One of the questions posed by the Kickstarter campaign for the new book Good Night Stories for Rebel Girls was: Why a book for girls? Here is Elena Favilli and Francesca Cavallo’s response:
Because we are girls. Our entrepreneurial journey made us understand how important it is for girls to grow up surrounded by female role models. It helps them to be more confident and set bigger goals. We realized that 95% of the books and TV shows we grew up with, lacked girls in prominent positions. We did some research and discovered that this didn’t change much over the past 20 years, so we decided to do something about it.
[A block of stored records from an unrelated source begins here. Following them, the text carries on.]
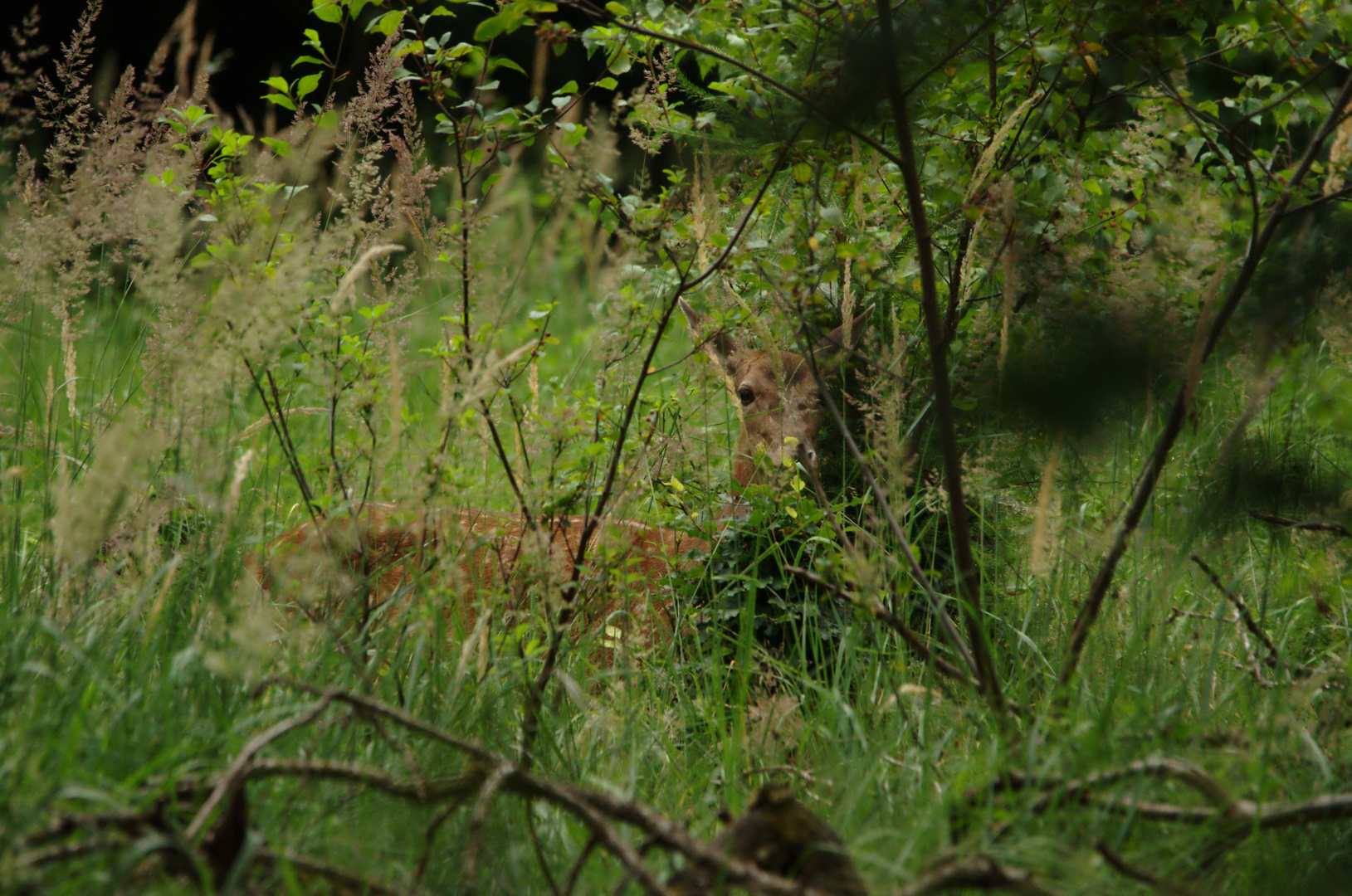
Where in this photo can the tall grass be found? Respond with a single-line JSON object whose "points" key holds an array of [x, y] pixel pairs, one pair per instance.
{"points": [[150, 357]]}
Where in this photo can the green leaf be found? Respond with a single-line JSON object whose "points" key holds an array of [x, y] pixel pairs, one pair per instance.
{"points": [[491, 27], [326, 11], [281, 148], [387, 23], [305, 85], [969, 72]]}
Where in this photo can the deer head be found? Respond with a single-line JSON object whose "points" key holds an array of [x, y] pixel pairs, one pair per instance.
{"points": [[775, 392]]}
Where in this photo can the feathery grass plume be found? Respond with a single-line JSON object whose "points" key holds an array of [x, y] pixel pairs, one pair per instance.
{"points": [[19, 80], [87, 507], [1044, 520]]}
When I look back to the role models I had, I realize that I did not have many female role models either. I had my mom, who has a Master’s Degree, my dad and two older brothers. I read a lot of books, some with strong female leads and some without. I did not actively seek out books with female characters, I mostly read what interested me, and what I found in my parent’s bookshelves. I enjoyed Winnie the Pooh when I was younger, Shel Silverstein’s poetry, Judy Blume, Madeleine L’Engle’s Wrinkle in Time series, Gone With the Wind, and many other books written by both male and female authors. In elementary school, I watched Little House on the Prairie, a television series based on the experiences of Laura Ingalls Wilder, a pioneer woman who wrote a series of historical fiction books for children based on her childhood growing up in a pioneer family.
By the time I was 12, my favorite non-literary hero (rather than role model) was Indiana Jones. Indiana Jones’ adventures in Raiders of the Lost Ark looked more exciting than anything else in the world, and although I became a big Harrison Ford/Indiana Jones fan, I never pursued the field of archeology. By the time I finished high school, the two biggest influences in my life were my parents (who ensured I went to college), and my Buddhist organization (SGI-USA) whose leaders and guidance helped me to choose a career path that has guided me until this day.
In my late teens I joined the SGI-USA and started participating in their activities for young women. I was at a small group activity with just a few other young women and we were asked by our young women’s leader to make goals for ourselves. We had to write them down and keep them. She posed this question to us, “What do you see yourself doing ten years from now.” She gave us some time to think about our response. We were sitting on the carpeted floor of the Buddhist Community Center in San Jose. I flipped through a copy of my Living Buddhism and found one of SGI President Ikeda’s Peace Proposals where he had mentioned environmental conservation and supporting the United Nations. I wrote this down for my ten-year career goal: work for the United Nations Environment Program.
My one goal that I had written down at a Buddhist activity when I was 19 or 20 sustained me through four years of college at UC Santa Cruz, two years of volunteer work with the Peace Corps in the Dominican Republic, and another two years of graduate school at Tufts University in Medford, Massachusetts. Although I veered off onto a different path for a variety of reasons, I feel very fortunate that I had the opportunity to set those goals for myself at such an early age, and I hope that we can continue to provide girls and young women from all backgrounds with the resources and encouragement they need to succeed in life and be happy.